Them? It? Two heads – or one tortoise? Plurality is awkward so the museum staff named the tortoise Janus after the two-faced Roman god. In the photo, the tortoise looks determined, but perhaps that's just a tortoise’s nature. Thick-skinned and resolute.
The interesting thing about this particular tortoise – other than the two heads – is that it shares a birthday with my uncle. And his twin, my father.
Pulled
I took my family to Ottawa this summer for their shared eightieth birthday. It was great to be in the thick of things – back in the crowd of family. Dad perhaps is not as thick-skinned as he used to be. In his old age, he is moved by music and the voices of his grandchildren. He remembers his oldest stories and tells us about the songs he sang as a child in his church choir. He is lovely.
We decorated the garden with balloons and bunting and needed three long tables to seat everyone under the trees. Lunch lasted all afternoon. We could have stayed there forever. My own little family used to live in Ottawa, close enough to my parents to share Sunday dinners, but now we are an ocean away and that was a hard ocean to cross after the birthday party was over.
Still, holidays end and September needs to be a time of new beginnings, especially with school-aged kids around the house. For the first time, my three kids are at three different schools, so this September has brought a lot of rushing about. My youngest has started all-day school. My eldest started high school. We rush and plan and prepare and collect and pray in these new and busy days.
I feel for Janus.
Held
This September, I, too, would move slowly and look both ways. If I could, I would find a place to sit still in the sun and crane one pair of eyes back to summer – to those long tables and all that laughter and to the kids balancing their single-file way along fallen trees in the forest, swimming in the lake and finding the nerve at last to jump off the raft. I would also – slowly, cautiously – direct my other eyes to look ahead into the soon-changing colours, the falling leaves, the coming cold and the wait for Christmas. I would look and look and, in looking, grow resolute and strong. Armoured.

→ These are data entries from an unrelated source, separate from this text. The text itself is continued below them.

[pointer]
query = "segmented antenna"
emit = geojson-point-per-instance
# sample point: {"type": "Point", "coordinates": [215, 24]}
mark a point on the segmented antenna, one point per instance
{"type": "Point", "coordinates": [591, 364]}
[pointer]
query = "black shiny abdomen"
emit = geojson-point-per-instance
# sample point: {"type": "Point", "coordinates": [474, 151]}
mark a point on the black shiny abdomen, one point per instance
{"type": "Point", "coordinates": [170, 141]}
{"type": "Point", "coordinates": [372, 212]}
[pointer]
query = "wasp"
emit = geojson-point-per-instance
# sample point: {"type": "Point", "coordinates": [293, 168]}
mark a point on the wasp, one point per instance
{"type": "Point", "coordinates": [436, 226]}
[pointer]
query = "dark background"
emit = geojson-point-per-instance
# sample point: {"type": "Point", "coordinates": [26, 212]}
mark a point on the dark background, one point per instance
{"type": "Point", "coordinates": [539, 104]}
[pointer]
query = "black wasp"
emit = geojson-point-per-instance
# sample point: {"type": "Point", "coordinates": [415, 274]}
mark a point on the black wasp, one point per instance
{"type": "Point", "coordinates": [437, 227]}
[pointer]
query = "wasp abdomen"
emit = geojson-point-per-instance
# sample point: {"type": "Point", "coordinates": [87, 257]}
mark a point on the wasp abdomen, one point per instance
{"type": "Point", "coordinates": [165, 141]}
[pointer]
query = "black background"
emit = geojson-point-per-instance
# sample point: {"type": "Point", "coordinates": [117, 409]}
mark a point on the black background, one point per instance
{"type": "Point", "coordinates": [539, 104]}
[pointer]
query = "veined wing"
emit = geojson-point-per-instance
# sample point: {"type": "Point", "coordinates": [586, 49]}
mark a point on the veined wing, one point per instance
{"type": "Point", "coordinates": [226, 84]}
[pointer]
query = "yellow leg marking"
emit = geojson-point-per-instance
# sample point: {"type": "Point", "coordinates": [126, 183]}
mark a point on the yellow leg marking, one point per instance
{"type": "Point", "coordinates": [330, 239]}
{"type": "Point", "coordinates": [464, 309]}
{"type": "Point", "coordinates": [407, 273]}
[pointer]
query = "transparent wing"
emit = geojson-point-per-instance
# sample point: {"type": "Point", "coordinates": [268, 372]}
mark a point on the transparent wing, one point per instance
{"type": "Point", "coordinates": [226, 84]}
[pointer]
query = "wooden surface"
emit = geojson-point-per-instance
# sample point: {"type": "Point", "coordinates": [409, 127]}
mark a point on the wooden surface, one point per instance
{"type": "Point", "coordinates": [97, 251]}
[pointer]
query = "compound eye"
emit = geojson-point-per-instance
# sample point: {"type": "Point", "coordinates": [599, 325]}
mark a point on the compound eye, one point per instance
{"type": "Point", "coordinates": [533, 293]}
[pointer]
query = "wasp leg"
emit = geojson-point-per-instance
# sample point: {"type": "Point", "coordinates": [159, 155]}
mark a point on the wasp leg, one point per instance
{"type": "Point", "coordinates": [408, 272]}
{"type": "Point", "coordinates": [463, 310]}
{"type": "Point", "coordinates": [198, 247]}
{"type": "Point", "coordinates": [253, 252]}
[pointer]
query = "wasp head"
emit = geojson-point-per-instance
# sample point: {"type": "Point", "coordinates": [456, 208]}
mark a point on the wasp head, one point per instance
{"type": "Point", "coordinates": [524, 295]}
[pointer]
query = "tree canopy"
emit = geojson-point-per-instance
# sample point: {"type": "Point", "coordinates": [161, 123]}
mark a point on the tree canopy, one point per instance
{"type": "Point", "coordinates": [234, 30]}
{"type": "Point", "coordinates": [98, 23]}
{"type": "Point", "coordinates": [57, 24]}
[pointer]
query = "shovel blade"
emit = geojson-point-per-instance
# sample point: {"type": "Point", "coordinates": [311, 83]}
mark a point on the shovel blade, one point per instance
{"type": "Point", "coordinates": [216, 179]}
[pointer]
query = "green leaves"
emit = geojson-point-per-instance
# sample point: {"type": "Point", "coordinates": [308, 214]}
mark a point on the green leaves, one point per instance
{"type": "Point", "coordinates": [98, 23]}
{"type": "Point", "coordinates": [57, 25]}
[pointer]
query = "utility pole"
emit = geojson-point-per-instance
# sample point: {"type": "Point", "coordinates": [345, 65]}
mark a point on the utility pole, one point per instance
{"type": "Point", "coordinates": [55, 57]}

Families, with their sprawl of generations, are two-headed beasts, too, I suppose. The older members look into the past while the youngers sprint for tomorrow. Like the original Janus, we are all pulled in two directions and whichever way we look, we are strained by time’s demands. But time, too, is a creature made by God. This is good to remember. Time was made, just as we are. Time is a good and gifted creature. In the turning seasons of the year and of our families, we can find the patterns of promise and presence. We can find peace. Just like the rest of us, time is in God’s hands and, in both our timely forward- and backward- looking, we are met and held.